There were many things that where not included in that doc, I think... I've read in more sites (not only vcdimager.org and that previous .pdf) that SVCD specs include VBR audio.

Of course, as we have seen with subtitles, the implementations are mostly very loose, but I think that VBR audio will be played OK (as most SVCD players play 352x480 or 352x576 video, and also most play audio at 48KHz ok... both things in fact go to the MPEG-2 decoder chip, and that chip must process them for DVD, so is only logic that when they receive them from SVCDs will also play OK).

I think that VBR audio will play OK not only because it IS in the spec, but also because the decoder MUST play CBR at 128, CBR at 224, etc. It will not be very smart make a decoder that can play at different bitrates in different streams but is out of specifications because it cannot play different bitrates in the same stream!

Of course, this is just talk, I plan to make some samples and try them in all the machinas I have access.

The thing with the SVCD subtitles is that is a feature many people do not use at all (until now there were only one utility to do them AFAIK!) and not implementing it does not disrupts most of the functionality (you can see the movie, albeit without subtitles). But not playing bitrates other of 224 would almost make the SVCD support nil... And once you have a chip that plays many bitrates, you almost have a VBR audio player... VBR means only that the bitrate can change from frame to frame (of course, each frame alone is CBR!)


also keep in mind that one reason mpeg2 multichannel was dropped because the VBR audio part didn't work (or so go the rumors.. nobody really knows what were the reasons why mpeg2 mc was dropped from R2 DVDs.. and the ones that were released (a handful) have CBR sound).

Well, that where rumours... :-)
I have at least one DVD with MPEG audio (Fargo), and it plays OK; I do not know if it is multichannel or not (my TV is just stereo).
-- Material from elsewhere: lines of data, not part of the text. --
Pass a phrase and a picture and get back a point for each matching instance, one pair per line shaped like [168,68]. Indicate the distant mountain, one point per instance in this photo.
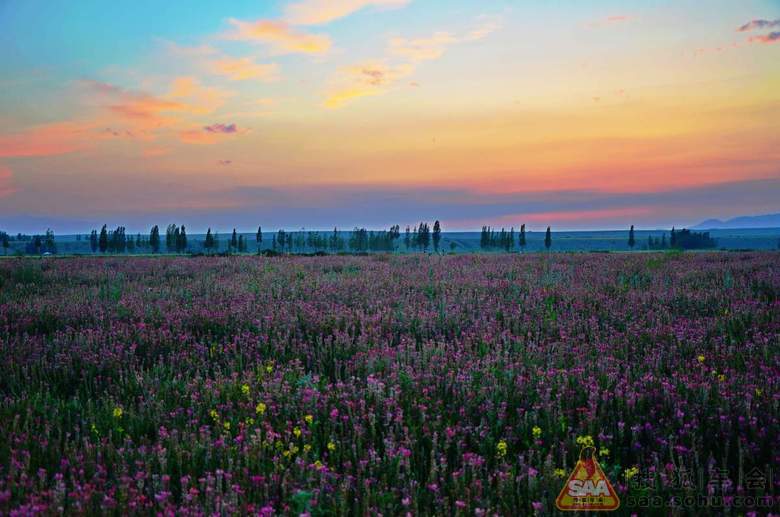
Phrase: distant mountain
[745,221]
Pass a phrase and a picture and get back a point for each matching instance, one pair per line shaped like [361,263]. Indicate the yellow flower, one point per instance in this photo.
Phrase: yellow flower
[501,449]
[585,441]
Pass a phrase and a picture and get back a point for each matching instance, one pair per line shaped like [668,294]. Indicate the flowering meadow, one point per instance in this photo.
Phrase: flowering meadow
[386,384]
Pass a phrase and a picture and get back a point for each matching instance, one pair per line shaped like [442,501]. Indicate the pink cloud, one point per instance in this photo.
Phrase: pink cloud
[772,37]
[6,188]
[48,139]
[208,134]
[759,24]
[221,128]
[282,37]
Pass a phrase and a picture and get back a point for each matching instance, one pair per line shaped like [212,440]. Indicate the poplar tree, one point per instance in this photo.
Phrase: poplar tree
[103,240]
[154,239]
[436,236]
[521,239]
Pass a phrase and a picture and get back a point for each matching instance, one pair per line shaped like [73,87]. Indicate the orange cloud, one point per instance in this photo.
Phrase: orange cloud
[6,189]
[47,140]
[280,36]
[209,134]
[759,24]
[772,37]
[609,20]
[315,12]
[422,49]
[365,80]
[137,108]
[195,98]
[245,68]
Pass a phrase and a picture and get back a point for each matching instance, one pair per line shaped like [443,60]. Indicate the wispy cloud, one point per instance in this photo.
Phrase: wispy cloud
[759,24]
[486,26]
[243,69]
[137,107]
[221,128]
[48,139]
[316,12]
[376,77]
[422,49]
[195,98]
[609,20]
[363,80]
[6,186]
[772,37]
[280,35]
[210,134]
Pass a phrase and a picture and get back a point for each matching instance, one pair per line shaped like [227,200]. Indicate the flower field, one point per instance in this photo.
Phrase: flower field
[451,385]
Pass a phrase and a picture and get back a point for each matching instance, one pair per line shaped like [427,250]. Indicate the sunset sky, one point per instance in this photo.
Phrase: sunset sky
[315,113]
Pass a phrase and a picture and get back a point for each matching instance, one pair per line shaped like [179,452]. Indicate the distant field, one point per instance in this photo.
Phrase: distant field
[454,385]
[468,242]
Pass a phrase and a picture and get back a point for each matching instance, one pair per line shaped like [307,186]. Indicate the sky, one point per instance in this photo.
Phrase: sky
[315,113]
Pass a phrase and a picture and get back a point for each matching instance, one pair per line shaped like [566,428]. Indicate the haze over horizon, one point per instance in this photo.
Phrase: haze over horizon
[315,113]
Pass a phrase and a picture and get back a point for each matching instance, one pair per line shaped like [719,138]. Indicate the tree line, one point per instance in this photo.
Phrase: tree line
[420,238]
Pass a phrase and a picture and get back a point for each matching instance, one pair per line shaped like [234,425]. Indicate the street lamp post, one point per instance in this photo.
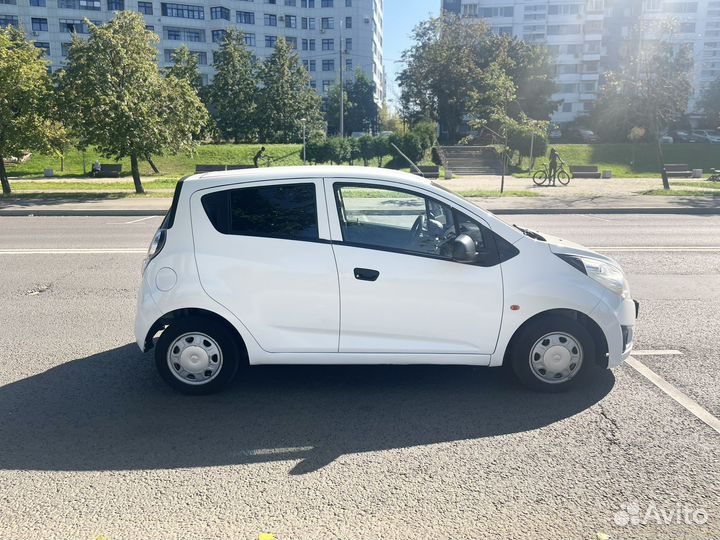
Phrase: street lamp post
[304,121]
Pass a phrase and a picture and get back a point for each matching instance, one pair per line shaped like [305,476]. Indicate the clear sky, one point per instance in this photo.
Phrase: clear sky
[400,17]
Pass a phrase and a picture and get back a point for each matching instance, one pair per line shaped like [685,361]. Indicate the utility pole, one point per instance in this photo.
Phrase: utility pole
[342,86]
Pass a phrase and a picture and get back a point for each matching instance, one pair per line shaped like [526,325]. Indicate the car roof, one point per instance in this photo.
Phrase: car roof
[240,176]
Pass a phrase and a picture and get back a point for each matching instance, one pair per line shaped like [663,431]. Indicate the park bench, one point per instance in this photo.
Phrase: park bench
[585,171]
[678,170]
[429,171]
[209,168]
[110,170]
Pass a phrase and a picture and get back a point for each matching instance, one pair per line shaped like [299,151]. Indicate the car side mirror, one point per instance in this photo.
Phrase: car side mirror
[464,249]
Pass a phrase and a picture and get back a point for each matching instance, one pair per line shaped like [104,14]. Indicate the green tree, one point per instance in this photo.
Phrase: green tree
[442,67]
[25,118]
[710,104]
[185,67]
[116,98]
[233,94]
[287,102]
[651,90]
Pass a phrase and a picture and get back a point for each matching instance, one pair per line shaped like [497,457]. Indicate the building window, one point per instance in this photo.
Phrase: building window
[75,26]
[44,45]
[39,25]
[220,13]
[245,17]
[9,20]
[145,8]
[184,11]
[92,5]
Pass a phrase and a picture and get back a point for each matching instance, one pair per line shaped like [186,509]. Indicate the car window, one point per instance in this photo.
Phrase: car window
[399,220]
[286,211]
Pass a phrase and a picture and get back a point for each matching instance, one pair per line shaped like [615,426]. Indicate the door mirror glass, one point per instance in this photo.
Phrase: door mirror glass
[464,249]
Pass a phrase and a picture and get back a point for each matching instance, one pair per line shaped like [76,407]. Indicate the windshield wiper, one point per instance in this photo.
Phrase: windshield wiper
[529,233]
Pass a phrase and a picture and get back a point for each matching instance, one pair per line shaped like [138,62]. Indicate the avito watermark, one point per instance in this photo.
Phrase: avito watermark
[632,514]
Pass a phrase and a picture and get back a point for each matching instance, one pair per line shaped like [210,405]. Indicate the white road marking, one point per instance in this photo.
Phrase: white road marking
[688,403]
[138,220]
[71,251]
[661,352]
[669,249]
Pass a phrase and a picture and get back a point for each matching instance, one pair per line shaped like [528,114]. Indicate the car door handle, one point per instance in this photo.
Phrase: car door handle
[366,274]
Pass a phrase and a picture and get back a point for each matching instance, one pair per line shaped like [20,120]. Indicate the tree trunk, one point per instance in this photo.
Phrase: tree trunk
[152,165]
[136,174]
[3,178]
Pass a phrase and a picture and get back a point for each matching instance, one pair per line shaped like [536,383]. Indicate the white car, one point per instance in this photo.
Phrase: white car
[352,265]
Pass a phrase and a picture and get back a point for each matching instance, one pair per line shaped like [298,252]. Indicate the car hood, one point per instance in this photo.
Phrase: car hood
[565,247]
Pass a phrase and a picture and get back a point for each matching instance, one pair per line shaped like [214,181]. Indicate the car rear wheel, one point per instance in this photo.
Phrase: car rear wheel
[552,354]
[197,356]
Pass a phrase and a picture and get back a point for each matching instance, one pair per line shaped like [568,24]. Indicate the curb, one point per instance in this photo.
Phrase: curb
[114,212]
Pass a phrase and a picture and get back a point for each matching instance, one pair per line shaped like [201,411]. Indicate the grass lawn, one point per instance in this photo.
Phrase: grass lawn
[627,160]
[170,166]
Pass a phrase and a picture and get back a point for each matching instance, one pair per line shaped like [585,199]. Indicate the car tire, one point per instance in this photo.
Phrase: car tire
[552,354]
[197,356]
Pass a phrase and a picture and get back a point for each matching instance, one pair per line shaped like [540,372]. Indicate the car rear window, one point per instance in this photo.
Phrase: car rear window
[286,211]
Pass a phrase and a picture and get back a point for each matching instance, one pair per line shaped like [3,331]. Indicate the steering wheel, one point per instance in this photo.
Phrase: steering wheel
[417,228]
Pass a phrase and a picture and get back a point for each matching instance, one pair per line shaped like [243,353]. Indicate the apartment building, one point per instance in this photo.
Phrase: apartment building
[329,35]
[589,37]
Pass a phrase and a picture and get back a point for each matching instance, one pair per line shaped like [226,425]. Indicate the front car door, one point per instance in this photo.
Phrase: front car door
[401,291]
[263,251]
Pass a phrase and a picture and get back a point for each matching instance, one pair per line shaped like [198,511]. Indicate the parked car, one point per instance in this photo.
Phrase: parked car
[583,135]
[683,136]
[705,135]
[345,265]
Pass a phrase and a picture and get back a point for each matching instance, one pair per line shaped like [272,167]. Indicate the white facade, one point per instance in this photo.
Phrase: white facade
[325,32]
[585,37]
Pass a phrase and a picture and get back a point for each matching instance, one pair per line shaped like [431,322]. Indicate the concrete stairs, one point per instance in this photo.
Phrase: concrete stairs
[470,160]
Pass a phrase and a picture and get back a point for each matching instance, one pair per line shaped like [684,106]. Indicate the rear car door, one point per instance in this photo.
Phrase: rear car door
[263,251]
[401,291]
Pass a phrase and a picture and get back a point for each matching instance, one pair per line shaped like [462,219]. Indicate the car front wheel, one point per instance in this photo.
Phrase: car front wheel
[552,354]
[197,356]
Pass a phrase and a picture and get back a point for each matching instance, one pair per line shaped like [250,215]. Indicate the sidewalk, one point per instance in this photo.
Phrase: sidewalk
[581,204]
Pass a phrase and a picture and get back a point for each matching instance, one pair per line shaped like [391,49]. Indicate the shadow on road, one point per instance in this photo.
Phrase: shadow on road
[110,411]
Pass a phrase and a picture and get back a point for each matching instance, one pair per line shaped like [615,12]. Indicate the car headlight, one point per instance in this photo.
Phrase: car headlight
[606,274]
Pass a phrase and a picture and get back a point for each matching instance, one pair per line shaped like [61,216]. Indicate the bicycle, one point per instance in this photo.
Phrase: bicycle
[543,175]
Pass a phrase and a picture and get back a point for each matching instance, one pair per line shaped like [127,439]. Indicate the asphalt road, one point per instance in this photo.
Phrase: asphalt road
[93,443]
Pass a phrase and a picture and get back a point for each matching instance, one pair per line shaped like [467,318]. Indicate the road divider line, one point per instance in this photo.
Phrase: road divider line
[687,402]
[650,249]
[663,352]
[71,251]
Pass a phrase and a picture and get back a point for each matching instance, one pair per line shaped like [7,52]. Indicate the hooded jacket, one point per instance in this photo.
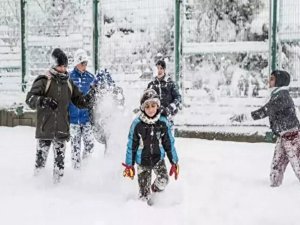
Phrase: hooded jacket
[168,93]
[281,111]
[83,82]
[54,124]
[149,140]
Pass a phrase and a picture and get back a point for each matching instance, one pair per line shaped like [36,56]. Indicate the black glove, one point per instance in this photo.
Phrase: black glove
[165,111]
[238,118]
[47,102]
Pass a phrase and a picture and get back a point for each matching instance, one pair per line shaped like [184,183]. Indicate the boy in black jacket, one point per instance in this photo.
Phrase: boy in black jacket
[284,124]
[167,91]
[149,139]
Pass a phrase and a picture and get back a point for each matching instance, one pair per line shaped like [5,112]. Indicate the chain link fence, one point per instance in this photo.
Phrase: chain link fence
[289,41]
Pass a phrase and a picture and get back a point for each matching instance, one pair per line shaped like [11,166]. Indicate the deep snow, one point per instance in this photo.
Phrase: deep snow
[220,183]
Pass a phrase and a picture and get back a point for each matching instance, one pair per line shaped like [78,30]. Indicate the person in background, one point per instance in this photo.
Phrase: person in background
[80,124]
[50,95]
[167,91]
[149,140]
[284,125]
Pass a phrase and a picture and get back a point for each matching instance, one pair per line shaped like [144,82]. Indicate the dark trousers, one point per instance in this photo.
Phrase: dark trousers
[145,176]
[42,151]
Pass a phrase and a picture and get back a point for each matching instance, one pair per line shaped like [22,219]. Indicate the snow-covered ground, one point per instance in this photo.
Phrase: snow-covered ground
[221,183]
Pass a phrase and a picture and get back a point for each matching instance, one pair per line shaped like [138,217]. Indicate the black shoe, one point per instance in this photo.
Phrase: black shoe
[154,188]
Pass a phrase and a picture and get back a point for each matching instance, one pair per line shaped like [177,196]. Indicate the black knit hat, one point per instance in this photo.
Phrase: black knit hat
[161,63]
[282,78]
[149,95]
[59,58]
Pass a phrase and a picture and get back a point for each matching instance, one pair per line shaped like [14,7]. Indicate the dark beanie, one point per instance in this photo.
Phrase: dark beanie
[161,63]
[59,58]
[282,78]
[149,95]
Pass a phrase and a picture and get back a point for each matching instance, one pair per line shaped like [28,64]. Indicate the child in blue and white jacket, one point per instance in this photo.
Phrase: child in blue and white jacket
[80,124]
[149,140]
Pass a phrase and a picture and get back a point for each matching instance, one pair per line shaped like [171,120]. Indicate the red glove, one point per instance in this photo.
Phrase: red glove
[128,171]
[174,169]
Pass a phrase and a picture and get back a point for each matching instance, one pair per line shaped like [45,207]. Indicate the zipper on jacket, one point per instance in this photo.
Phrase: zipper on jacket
[151,144]
[56,111]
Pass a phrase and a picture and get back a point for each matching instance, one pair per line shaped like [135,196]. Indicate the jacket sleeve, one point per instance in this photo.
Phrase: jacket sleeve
[37,90]
[80,100]
[132,144]
[276,103]
[175,105]
[168,142]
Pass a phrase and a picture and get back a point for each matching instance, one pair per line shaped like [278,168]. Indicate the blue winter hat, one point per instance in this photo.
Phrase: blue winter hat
[59,58]
[149,95]
[283,78]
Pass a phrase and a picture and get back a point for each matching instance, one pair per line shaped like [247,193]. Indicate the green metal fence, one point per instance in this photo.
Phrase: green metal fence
[196,37]
[134,33]
[288,43]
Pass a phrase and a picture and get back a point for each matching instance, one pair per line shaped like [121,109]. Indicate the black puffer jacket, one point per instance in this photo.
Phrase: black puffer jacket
[281,111]
[55,123]
[168,94]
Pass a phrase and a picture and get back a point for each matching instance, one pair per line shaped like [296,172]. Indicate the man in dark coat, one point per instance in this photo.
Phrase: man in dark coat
[50,95]
[167,91]
[284,124]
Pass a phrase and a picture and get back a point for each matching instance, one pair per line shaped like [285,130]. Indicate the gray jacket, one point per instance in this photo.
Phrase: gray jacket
[281,111]
[54,124]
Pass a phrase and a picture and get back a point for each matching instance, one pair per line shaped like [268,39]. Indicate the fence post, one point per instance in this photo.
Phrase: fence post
[23,43]
[95,35]
[274,35]
[177,42]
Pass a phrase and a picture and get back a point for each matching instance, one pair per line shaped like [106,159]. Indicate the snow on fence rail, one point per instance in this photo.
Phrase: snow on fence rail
[225,47]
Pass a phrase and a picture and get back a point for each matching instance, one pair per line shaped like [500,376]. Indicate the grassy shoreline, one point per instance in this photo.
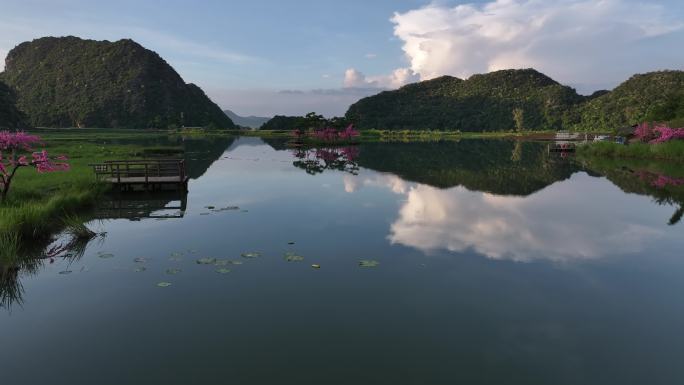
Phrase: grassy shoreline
[38,204]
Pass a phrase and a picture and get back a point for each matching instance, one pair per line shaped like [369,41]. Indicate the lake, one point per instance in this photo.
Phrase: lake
[474,262]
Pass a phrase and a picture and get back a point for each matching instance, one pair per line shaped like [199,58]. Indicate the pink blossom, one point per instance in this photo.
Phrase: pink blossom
[15,148]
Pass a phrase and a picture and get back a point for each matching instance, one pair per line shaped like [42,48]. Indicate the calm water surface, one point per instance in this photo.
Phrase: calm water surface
[498,264]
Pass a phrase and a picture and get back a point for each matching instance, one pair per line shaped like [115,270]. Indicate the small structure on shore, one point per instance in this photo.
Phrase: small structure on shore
[150,175]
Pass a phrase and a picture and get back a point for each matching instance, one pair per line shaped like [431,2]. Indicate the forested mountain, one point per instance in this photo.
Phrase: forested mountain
[72,82]
[655,96]
[521,99]
[486,102]
[246,121]
[10,116]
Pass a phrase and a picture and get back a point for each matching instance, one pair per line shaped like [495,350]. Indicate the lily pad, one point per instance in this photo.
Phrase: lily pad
[251,255]
[368,263]
[293,257]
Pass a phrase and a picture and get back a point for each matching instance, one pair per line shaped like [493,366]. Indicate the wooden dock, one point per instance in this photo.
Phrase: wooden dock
[154,174]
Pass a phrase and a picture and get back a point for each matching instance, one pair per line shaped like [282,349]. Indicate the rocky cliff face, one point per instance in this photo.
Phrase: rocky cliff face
[72,82]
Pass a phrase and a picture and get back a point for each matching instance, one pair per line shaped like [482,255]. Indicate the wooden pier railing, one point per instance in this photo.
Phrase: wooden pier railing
[150,174]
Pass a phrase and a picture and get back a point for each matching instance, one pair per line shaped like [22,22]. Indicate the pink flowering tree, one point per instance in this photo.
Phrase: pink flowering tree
[657,133]
[16,151]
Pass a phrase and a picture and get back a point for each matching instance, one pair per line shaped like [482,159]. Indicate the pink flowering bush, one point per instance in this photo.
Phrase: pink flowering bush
[328,134]
[659,180]
[657,133]
[16,151]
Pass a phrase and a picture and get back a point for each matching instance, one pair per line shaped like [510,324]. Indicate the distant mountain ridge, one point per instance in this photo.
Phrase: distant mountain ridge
[490,102]
[72,82]
[246,121]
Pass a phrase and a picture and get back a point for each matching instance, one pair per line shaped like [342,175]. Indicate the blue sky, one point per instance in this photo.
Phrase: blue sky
[270,57]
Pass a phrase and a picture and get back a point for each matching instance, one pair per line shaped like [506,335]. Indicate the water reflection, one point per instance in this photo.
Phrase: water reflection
[137,205]
[581,218]
[29,260]
[317,160]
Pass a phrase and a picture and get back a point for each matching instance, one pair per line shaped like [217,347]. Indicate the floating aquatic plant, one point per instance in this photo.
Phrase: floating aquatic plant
[251,255]
[293,257]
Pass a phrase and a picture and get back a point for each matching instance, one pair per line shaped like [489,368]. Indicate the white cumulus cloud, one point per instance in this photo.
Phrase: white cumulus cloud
[586,43]
[353,78]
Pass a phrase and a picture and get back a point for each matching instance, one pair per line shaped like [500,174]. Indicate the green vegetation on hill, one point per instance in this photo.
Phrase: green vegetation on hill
[246,121]
[481,103]
[10,116]
[655,96]
[72,82]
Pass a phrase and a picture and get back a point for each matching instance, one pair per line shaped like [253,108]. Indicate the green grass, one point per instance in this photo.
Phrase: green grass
[38,204]
[671,151]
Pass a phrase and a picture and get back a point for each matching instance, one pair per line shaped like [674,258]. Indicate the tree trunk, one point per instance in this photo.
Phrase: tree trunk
[7,183]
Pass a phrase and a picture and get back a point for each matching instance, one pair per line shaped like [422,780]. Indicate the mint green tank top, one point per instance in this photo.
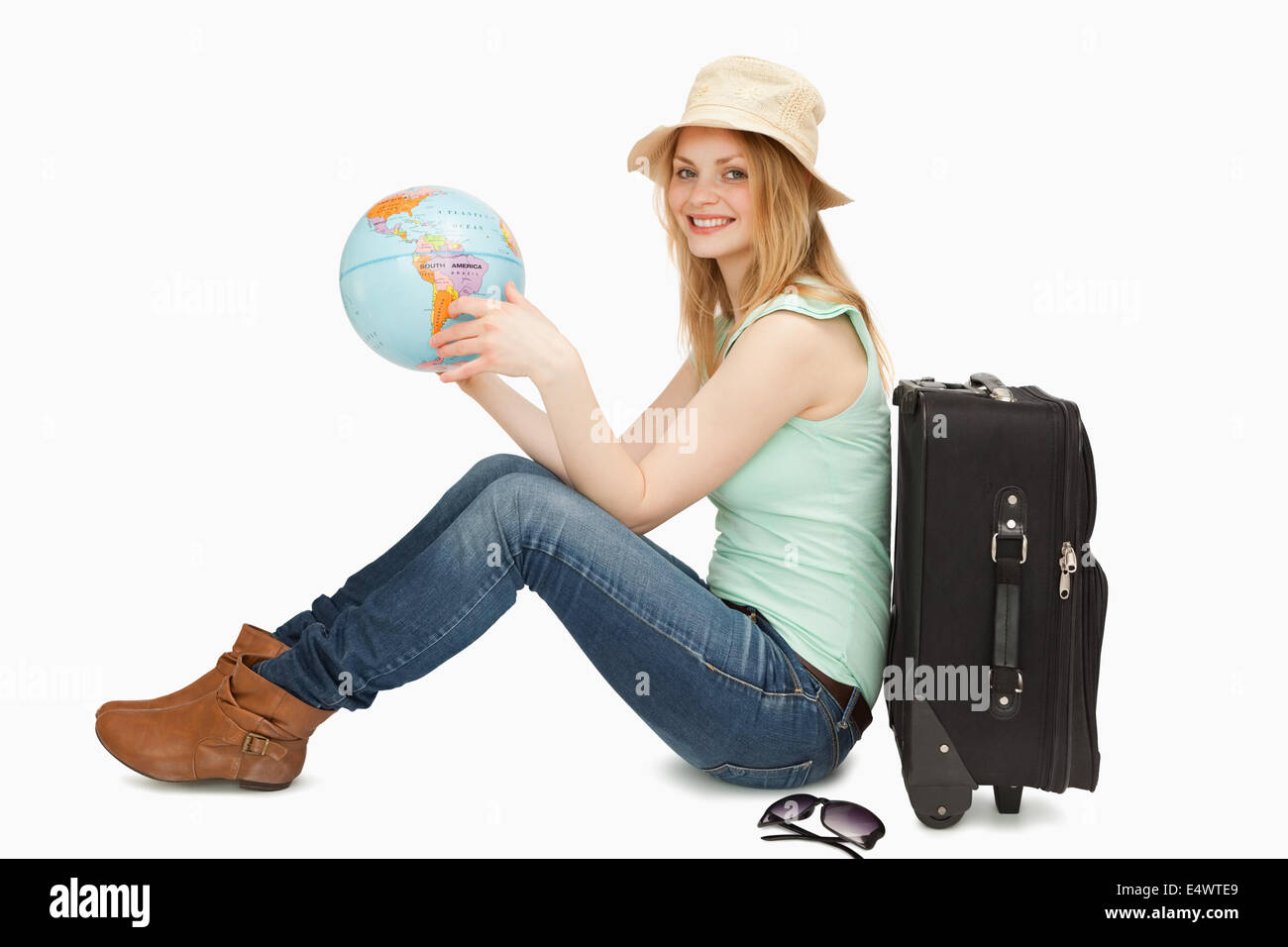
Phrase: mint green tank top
[804,526]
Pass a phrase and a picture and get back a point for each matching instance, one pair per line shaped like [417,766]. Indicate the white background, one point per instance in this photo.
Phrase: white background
[1089,198]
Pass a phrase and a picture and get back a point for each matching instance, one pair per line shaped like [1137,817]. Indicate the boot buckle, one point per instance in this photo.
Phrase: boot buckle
[246,744]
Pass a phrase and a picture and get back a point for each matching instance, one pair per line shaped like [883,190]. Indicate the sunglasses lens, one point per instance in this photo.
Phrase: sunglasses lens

It is not very smart to make audio VBR in a DVD; VBR has only one advantage: you save some space. But in DVD, you have lots of space! even at maximum CBR bitrate (so the same or best quality than VBR), the audio will use an small percentage of the space; the video is what eats most (some DVD do not compress audio at all! they include it in PCM... that is because they have lots of MB available).

But in SVCD, VBR audio makes sense because the space constraint is really strict (is because of that that you see great quality improvements using 80' CDs instead of 74' when you store more than 40' of video)

Cokes
27th February 2002, 10:47
guys, think of max. bitrate restrictions versus space on CD.

There isn't MPEG-2 video/audio encoder with some feature as:

"Huh, here I see lot of video action and lot of sound, so I encode say it video at 2404 kbps and audio at 384 kbps. Oh, I here, here is too action, but no audio, so I take say it 2528 video and 192 kbps audio."

Or would you restrict your videostream to max. bitrate at 2404 kbps only for that you have some 384 kbps peaks in audiostream?